Studies suggest a higher risk of schizophrenia diagnoses in Black vs White Americans, yet a systematic investigation of disparities that include other ethnoracial groups and multiple outcomes on the psychosis continuum is lacking. To identify ethnoracial risk variation in the US across 3 psychosis continuum outcomes (ie, schizophrenia and other psychotic disorders, clinical high risk for psychosis [CHR-P], and psychotic symptoms [PSs] and psychotic experiences [PEs]). PubMed, PsycINFO and Embase were searched up to December 2022. Observational studies on ethnoracial differences in risk of 3 psychosis outcomes. Preferred Reporting Items for Systematic Reviews and Meta-analyses (PRISMA) guidelines were followed. Using a random-effects model, estimates for ethnoracial differences in schizophrenia and PSs/PEs were pooled and moderation by sampling and setting was determined, along with the assessment of heterogeneity and risk of bias. Risk of schizophrenia and other psychotic disorder, CHR-P, and conversion to psychosis among CHR-P and PSs/PEs. Of 64 studies in the systematic review, 47 were included in the meta-analysis comprising 54 929 people with schizophrenia and 223 097 with data on PSs/PEs. Compared with White individuals, Black individuals had increased risk of schizophrenia (pooled odds ratio [OR], 2.07; 95% CI, 1.64-2.61) and PSs/PEs (pooled standardized mean difference [SMD], 0.10; 95% CI, 0.03-0.16), Latinx individuals had higher risk of PSs/PEs (pooled SMD, 0.15; 95% CI, 0.08-0.22), and individuals classified as other ethnoracial group were at significantly higher risk of schizophrenia than White individuals (pooled OR, 1.81; 95% CI, 1.31-2.50).
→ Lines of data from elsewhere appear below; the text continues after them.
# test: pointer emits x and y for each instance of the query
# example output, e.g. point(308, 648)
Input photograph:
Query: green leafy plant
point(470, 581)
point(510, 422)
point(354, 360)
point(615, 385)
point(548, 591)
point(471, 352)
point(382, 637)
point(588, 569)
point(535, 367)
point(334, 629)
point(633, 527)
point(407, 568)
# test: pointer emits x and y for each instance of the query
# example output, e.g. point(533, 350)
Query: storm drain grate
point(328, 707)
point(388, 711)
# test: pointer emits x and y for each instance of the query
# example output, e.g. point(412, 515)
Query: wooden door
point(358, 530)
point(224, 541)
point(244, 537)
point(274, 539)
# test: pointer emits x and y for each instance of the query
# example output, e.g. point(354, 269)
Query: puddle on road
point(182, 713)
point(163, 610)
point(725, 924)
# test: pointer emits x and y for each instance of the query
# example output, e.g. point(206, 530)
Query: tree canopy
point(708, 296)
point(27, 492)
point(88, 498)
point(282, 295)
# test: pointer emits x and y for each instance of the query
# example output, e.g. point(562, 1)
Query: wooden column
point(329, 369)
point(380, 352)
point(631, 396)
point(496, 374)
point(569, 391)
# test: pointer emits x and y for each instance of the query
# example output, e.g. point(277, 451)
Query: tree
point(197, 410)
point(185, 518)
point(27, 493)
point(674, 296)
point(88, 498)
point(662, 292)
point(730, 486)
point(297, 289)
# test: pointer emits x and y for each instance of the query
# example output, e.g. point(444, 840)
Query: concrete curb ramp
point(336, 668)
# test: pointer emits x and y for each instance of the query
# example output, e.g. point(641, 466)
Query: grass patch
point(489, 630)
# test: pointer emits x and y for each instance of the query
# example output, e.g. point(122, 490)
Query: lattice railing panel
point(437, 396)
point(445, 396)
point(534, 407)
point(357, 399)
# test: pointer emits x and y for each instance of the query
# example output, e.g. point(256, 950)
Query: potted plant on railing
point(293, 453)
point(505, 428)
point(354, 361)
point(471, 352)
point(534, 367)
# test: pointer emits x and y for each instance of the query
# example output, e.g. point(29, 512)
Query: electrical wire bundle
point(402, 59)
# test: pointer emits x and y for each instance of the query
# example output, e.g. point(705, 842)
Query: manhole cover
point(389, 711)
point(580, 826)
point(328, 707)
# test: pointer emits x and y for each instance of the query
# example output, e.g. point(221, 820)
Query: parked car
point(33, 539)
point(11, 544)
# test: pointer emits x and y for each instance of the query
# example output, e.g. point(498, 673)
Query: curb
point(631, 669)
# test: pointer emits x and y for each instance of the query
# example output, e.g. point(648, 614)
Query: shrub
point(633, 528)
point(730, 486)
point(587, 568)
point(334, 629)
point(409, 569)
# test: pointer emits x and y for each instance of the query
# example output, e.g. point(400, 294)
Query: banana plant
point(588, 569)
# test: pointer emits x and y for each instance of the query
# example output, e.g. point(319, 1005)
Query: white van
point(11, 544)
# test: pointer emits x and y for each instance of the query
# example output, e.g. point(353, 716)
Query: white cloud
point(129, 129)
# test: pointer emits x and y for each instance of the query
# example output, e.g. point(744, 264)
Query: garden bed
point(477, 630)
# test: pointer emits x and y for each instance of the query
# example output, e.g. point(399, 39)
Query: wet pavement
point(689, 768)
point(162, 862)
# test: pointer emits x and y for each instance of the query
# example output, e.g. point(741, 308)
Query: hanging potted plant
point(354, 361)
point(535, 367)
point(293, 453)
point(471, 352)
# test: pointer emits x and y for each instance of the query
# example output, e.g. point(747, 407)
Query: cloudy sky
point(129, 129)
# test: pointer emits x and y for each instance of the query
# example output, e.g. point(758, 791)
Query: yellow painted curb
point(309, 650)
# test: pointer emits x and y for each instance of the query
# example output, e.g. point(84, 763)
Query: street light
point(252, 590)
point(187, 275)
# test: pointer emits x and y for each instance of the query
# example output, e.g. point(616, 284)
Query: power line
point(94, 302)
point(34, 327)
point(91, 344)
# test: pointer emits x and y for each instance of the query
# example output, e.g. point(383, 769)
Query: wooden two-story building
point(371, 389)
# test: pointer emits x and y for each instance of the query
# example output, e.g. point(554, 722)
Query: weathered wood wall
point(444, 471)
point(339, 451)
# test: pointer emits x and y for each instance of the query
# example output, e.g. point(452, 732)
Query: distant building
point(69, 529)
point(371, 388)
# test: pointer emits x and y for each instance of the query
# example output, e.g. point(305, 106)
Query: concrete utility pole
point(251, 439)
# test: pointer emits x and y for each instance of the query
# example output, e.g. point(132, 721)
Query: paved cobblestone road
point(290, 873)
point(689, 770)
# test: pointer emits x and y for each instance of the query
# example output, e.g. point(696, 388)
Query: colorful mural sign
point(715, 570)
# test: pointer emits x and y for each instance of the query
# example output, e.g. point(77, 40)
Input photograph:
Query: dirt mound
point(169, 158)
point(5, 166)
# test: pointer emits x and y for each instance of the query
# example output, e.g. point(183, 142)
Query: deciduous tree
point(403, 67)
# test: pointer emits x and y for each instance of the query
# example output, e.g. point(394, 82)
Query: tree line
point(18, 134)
The results regarding CHR-P studies were mixed and inconsistent. Sensitivity analyses showed elevated odds of schizophrenia in Asian individuals in inpatient settings (pooled OR, 1.84; 95% CI, 1.19-2.84) and increased risk of PEs among Asian compared with White individuals, specifically in college samples (pooled SMD, 0.16; 95% CI, 0.02-0.29). Heterogeneity across studies was high, and there was substantial risk of bias in most studies. Findings of this systematic review and meta-analysis revealed widespread ethnoracial risk variation across multiple psychosis outcomes. In addition to diagnostic, measurement, and hospital bias, systemic influences such as structural racism should be considered as drivers of ethnoracial disparities in outcomes across the psychosis continuum in the US.